* Adding a new file as if it had existed
@ 2006-12-12 10:05 Bahadir Balban
2006-12-12 10:13 ` Junio C Hamano
2006-12-12 12:36 ` Jakub Narebski
0 siblings, 2 replies; 11+ messages in thread
From: Bahadir Balban @ 2006-12-12 10:05 UTC (permalink / raw)
To: git
Hi,
When I initialise a git repository, I use a subset of files in the
project and leave out irrelevant files for performance reasons. Then
when I need to make changes to a file not yet in the repository, the
file is treated as new, and if I reset the change or change branches
the file is gone.
Is there a good way of adding new files to git as if they had existed
from the initial commit (or even better, since a particular commit)?
This way I would only track the new changes I made to an existing
file.
Thanks,
^ permalink raw reply [flat|nested] 11+ messages in thread
* Re: Adding a new file as if it had existed
2006-12-12 10:05 Adding a new file as if it had existed Bahadir Balban
@ 2006-12-12 10:13 ` Junio C Hamano
2006-12-12 11:32 ` Bahadir Balban
2006-12-12 12:36 ` Jakub Narebski
1 sibling, 1 reply; 11+ messages in thread
From: Junio C Hamano @ 2006-12-12 10:13 UTC (permalink / raw)
To: Bahadir Balban; +Cc: git
"Bahadir Balban" <bahadir.balban@gmail.com> writes:
> Is there a good way of adding new files to git as if they had existed
> from the initial commit (or even better, since a particular commit)?
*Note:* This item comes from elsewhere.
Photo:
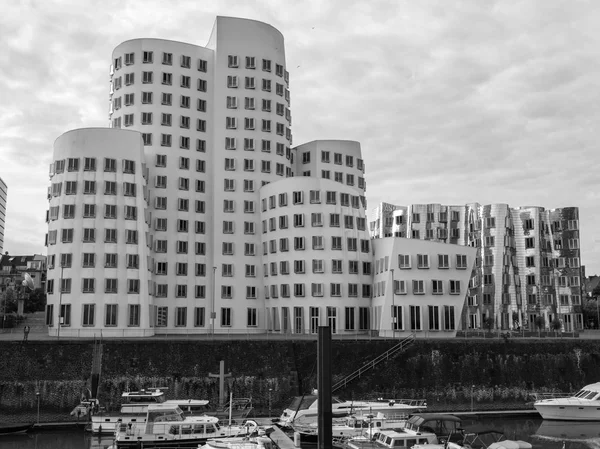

> This way I would only track the new changes I made to an existing
> file.
No.
I do not understand why not adding all the files you care about
eventually anyway in the initial commit is needed for
"performance reasons", if you do not touch majority of them for
a long time. Care to explain?
^ permalink raw reply [flat|nested] 11+ messages in thread
* Re: Adding a new file as if it had existed
2006-12-12 10:13 ` Junio C Hamano
@ 2006-12-12 11:32 ` Bahadir Balban
2006-12-12 12:07 ` Johannes Schindelin
` (2 more replies)
0 siblings, 3 replies; 11+ messages in thread
From: Bahadir Balban @ 2006-12-12 11:32 UTC (permalink / raw)
To: git
On 12/12/06, Junio C Hamano <junkio@cox.net> wrote:
> No.
>
> I do not understand why not adding all the files you care about
> eventually anyway in the initial commit is needed for
> "performance reasons", if you do not touch majority of them for
> a long time. Care to explain?
If I don't know which files I may be touching in the future for
implementing some feature, then I am obliged to add all the files even
if they are irrelevant. I said "performance reasons" assuming all the
file hashes need checked for every commit -a to see if they're
changed, but I just tried on a PIII and it seems not so slow.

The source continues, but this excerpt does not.